Potential Impediments to Comparative Studies of RT Interventions for Head and Neck Cancer

The general dissemination of conformal RT technologies into community clinical practice is a potential impediment to comparative study of those technologies. We acknowledge that randomized studies of 3DCRT versus IMRT or PBT may be very difficult to recruit and conduct, based on technical and potential ethical issues related to perceptions of unequal clinical benefit among the interventions. We also recognize that the cost of conducting rigorous RCTs may pose a significant impediment given the resource limitations that exist in the United States. This CER supports a conclusion that RT-associated adverse events—in particular late xerostomia—are lessened with IMRT compared with 3DCRT. However, we maintain that current evidence is insufficient to support a view that clinical oncologic outcomes achieved with any of the technologies are relatively superior or inferior. Clinical evidence from comparative studies is needed to establish the standard of care for head and neck cancer patients.

Summary and Conclusions

Key Questions in CER No. 20 asked whether any of the RT modalities under consideration (2DRT, 3DCRT, IMRT, PBT) is more effective than the others:

  • in reducing normal tissue toxicity and adverse events, and improving QOL
  • in improving local tumor control, time to disease progression, and survival
  • when used in certain anatomic locations or patient subpopulations
  • whether there is more variation in patient outcomes with any modality secondary to user experience, treatment planning, or target volumes

The main finding of CER No. 20 was that late grade 2 or higher xerostomia was reduced and QOL domains related to xerostomia were improved in patients treated with IMRT compared with those who received either 3DCRT or 2DRT. Evidence was insufficient to draw relative conclusions on survival or tumor control; adverse events other than late xerostomia (e.g., mucositis, dysphagia, skin toxicities, osteoradionecrosis of the jaw); whether patient and tumor characteristics affected relative outcomes; or whether physician experience and treatment characteristics affected relative clinical outcomes such as survival or treatment-associated adverse events.
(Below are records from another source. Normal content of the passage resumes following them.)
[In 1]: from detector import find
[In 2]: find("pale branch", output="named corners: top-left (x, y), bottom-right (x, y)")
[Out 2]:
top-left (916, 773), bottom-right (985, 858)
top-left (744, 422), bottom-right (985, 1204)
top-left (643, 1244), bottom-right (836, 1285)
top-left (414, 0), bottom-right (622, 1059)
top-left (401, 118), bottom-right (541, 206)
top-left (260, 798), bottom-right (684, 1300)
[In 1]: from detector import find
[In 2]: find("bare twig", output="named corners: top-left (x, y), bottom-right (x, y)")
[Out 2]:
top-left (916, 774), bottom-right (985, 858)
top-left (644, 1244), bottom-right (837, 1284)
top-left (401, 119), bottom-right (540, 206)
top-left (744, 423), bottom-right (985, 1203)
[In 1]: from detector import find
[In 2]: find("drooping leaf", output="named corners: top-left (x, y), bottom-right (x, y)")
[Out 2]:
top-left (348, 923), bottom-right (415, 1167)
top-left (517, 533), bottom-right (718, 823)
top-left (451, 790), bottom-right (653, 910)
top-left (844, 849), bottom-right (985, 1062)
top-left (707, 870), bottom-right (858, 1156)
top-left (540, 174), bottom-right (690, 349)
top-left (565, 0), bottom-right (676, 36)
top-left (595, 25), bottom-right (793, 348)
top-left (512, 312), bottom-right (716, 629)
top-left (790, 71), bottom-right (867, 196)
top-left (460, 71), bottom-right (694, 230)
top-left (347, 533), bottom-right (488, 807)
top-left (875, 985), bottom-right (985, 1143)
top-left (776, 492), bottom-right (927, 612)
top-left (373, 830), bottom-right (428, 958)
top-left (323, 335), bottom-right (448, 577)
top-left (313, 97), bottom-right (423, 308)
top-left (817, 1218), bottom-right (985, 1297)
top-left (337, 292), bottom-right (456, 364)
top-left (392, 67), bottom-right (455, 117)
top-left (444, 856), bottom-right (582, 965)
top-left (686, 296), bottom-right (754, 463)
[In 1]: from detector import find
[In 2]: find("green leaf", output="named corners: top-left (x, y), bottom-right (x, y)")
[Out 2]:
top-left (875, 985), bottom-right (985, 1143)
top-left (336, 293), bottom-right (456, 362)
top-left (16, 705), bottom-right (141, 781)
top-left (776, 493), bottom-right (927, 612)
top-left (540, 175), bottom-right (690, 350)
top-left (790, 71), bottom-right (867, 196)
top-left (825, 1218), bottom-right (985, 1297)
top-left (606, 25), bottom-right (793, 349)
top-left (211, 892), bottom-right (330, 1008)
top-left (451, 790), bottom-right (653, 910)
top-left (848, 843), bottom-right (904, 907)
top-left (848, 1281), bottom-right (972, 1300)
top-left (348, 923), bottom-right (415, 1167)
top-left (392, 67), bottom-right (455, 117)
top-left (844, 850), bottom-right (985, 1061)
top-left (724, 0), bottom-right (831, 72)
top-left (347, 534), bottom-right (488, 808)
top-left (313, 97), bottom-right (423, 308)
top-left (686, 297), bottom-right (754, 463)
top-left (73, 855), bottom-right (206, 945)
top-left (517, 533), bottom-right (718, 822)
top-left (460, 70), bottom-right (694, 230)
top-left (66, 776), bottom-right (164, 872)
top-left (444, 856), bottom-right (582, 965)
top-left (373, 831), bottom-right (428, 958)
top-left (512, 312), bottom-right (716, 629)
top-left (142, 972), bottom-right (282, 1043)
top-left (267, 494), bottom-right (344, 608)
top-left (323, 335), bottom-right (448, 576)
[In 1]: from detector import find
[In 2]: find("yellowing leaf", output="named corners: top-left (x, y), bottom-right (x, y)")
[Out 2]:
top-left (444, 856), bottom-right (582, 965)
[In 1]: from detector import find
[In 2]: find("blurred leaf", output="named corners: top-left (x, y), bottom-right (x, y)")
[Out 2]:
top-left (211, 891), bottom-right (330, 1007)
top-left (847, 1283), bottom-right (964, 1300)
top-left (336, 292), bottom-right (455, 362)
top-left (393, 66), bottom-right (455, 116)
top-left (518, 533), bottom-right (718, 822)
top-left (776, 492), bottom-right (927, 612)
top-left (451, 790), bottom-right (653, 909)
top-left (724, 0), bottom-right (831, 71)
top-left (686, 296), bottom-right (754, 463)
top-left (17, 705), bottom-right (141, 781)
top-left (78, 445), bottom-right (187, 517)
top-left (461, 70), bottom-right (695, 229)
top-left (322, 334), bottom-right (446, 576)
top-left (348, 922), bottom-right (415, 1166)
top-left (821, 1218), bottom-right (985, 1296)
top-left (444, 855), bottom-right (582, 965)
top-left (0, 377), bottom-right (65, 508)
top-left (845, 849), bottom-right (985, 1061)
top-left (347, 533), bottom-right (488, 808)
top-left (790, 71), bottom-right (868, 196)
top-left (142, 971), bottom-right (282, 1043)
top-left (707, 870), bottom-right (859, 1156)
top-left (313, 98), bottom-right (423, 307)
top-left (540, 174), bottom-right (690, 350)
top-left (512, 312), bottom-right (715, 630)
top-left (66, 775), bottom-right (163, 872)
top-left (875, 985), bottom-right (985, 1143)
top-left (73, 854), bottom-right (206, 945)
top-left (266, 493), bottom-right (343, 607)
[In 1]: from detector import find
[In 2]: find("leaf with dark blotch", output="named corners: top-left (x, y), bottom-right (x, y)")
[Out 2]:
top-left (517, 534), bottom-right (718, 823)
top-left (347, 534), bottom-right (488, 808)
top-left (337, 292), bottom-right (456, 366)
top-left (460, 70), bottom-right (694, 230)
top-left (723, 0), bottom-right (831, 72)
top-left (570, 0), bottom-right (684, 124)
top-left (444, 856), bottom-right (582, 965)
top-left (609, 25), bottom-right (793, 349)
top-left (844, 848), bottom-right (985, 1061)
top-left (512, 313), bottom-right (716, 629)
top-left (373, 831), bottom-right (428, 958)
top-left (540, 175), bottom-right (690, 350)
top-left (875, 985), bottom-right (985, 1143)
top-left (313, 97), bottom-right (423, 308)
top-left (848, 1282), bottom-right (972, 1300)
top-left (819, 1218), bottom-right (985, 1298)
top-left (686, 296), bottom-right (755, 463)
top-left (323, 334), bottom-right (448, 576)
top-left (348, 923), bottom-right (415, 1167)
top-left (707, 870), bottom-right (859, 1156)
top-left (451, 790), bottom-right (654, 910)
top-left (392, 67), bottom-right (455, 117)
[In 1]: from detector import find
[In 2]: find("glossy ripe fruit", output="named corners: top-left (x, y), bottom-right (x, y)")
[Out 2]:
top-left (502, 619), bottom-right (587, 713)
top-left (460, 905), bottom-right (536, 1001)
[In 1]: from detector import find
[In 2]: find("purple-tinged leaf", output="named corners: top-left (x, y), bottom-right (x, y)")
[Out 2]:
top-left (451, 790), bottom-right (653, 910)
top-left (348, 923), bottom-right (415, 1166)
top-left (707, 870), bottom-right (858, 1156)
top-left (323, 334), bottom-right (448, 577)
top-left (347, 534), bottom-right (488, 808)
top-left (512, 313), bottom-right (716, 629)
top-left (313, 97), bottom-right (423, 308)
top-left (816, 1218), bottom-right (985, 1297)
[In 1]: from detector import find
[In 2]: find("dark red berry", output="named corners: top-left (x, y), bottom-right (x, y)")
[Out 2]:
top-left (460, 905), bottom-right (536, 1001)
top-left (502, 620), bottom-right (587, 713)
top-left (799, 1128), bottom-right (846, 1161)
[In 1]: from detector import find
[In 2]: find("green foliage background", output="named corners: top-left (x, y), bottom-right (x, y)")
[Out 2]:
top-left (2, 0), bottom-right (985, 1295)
Moderate strength evidence from the update shows a reduction of the incidence of late grade 2 or higher xerostomia with IMRT compared with 3DCRT, which strengthens the conclusion on this toxicity from CER No. 20. Evidence in the update is insufficient to show a difference between IMRT and 3DCRT in overall survival or locoregional tumor control rates. We found no new evidence to alter any conclusions of CER No. 20 for any other toxicity, oncologic outcomes, or comparisons.